The filmmakers lace the movie with bagpipe dirges and eulogies. They are plainly pessimistic about the future of electric cars. "[The technology] is dead until the government creates an environment that generates an open marketplace," says executive producer Richard Titus. "It took a law to get seatbelts. It took a law to get catalytic converters. It will take laws to raise fuel standards and force experimentation out of the petrochemical world, before anyone takes this seriously."

But not everyone is so glum. Even without new fuel standards, a few dozen auto start-ups are trying to tread where GM and its brethren failed. One of the most intriguing, a well-capitalized Silicon Valley firm called Tesla Motors, is set to debut its high-end, electric sports car next month in what is sure to be one of the most well-publicized product launches of the summer. "Who Killed the Electric Car?" presages this new afterlife. Toward the end of the film, the movie briefly and tantalizingly shows a Tesla car zooming around a country road. It's a sleek, two-seat convertible that borrows its classic American design from the Chevy Corvette and Dodge Viper.

Eighty-employee Tesla, with offices in both San Carlos, Calif., and Norfolk, England, is a rare breed: a venture-backed American automobile start-up. Founder Martin Eberhard, a Silicon Valley veteran who created and sold Rocket eBook maker NuvoMedia in the late '90s, says he registered the TeslaMotors.com domain name on the same day in 2003 that Sacramento defanged the zero-emissions mandate. He started the company to build his dream car: an economical, ecofriendly car that's also a ton of fun to drive.

Eberhard doesn't blame GM or the other automakers for killing the electric car. "If I was on the board of directors of GM and we are making money hand over fist stamping out SUVs, why do I want to make a car that sends a different message to the marketplace?" he says. Pointing a gun to the head of the automakers was the wrong way to nurture the electric vehicles. On the other hand, he says, Tesla represents capitalism at its finest. It has raised money from high-profile investors such as PayPal founder Elon Musk and the venture capital firm that backed telecommunications innovator Skype. And, the fledgling automaker has targeted an established market segment—the same wealthy greenies who now have a Toyota Prius sitting in their driveway.
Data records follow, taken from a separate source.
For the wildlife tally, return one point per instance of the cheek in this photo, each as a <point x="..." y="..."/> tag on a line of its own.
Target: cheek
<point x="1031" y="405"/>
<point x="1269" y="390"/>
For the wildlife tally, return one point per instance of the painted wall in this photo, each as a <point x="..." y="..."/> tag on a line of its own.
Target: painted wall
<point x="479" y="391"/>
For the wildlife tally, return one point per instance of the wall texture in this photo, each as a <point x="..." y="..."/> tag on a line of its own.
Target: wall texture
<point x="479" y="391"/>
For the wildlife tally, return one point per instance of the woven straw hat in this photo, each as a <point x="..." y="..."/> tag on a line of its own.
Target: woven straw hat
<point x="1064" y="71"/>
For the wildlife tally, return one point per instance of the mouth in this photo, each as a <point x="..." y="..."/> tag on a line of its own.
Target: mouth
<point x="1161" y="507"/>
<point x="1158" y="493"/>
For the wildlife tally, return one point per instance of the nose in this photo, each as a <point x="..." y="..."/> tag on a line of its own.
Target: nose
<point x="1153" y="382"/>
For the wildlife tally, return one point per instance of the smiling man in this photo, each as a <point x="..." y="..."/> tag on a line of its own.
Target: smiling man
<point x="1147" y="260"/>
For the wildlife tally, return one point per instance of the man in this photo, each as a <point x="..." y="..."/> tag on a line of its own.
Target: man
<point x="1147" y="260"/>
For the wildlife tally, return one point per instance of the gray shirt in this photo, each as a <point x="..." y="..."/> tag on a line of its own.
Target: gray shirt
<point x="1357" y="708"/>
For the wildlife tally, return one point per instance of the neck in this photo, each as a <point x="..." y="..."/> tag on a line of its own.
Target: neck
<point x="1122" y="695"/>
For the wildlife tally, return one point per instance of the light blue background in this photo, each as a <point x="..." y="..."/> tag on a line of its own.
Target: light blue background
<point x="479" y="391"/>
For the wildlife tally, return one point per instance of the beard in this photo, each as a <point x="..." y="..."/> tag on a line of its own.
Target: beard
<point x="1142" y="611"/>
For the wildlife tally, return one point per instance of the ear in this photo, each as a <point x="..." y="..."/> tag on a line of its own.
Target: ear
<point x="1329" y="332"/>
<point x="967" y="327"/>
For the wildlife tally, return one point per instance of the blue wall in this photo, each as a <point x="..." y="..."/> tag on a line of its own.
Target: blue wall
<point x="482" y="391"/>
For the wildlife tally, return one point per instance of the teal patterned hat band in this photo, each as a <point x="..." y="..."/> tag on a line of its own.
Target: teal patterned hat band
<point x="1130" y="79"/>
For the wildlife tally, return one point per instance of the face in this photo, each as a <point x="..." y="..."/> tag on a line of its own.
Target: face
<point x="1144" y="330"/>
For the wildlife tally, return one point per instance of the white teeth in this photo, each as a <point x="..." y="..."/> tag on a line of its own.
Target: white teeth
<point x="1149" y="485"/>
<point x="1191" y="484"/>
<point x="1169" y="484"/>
Details about the Tesla car are still scarce. Eberhard hints that the car will use lithium-ion batteries instead of lead-acid batteries—basically same battery technology that's inside your iPod or laptop. Instead of 70 to 80 miles between charges, a Tesla car should get more than 200 miles before it needs to be recharged.

The company's timing is impeccable. Gas was cheap when GM and Ford released their electric vehicles. Now, the price of gas keeps climbing, along with fears about climate change and the impact of foreign oil dependence on U.S. security.

Tesla's biggest challenge will be to entice the consumers that the major auto companies failed to reach with their electric vehicles in the '90s. "Can I sell a great-looking, high-performing sport car that is also the most efficient car on the road and burns no gasoline in a time when gasoline costs $3.25 per gallon and we are at war over oil?" Eberhard asks. "I sure think so. [We won't sell] to everyone, but we'll sell enough to make Tesla Motors succeed, enough to put another Tesla model on the road to continue our growth."

If he's right, Tesla Motors could well be the company that performed a miracle: reincarnating the electric car after its well-documented demise.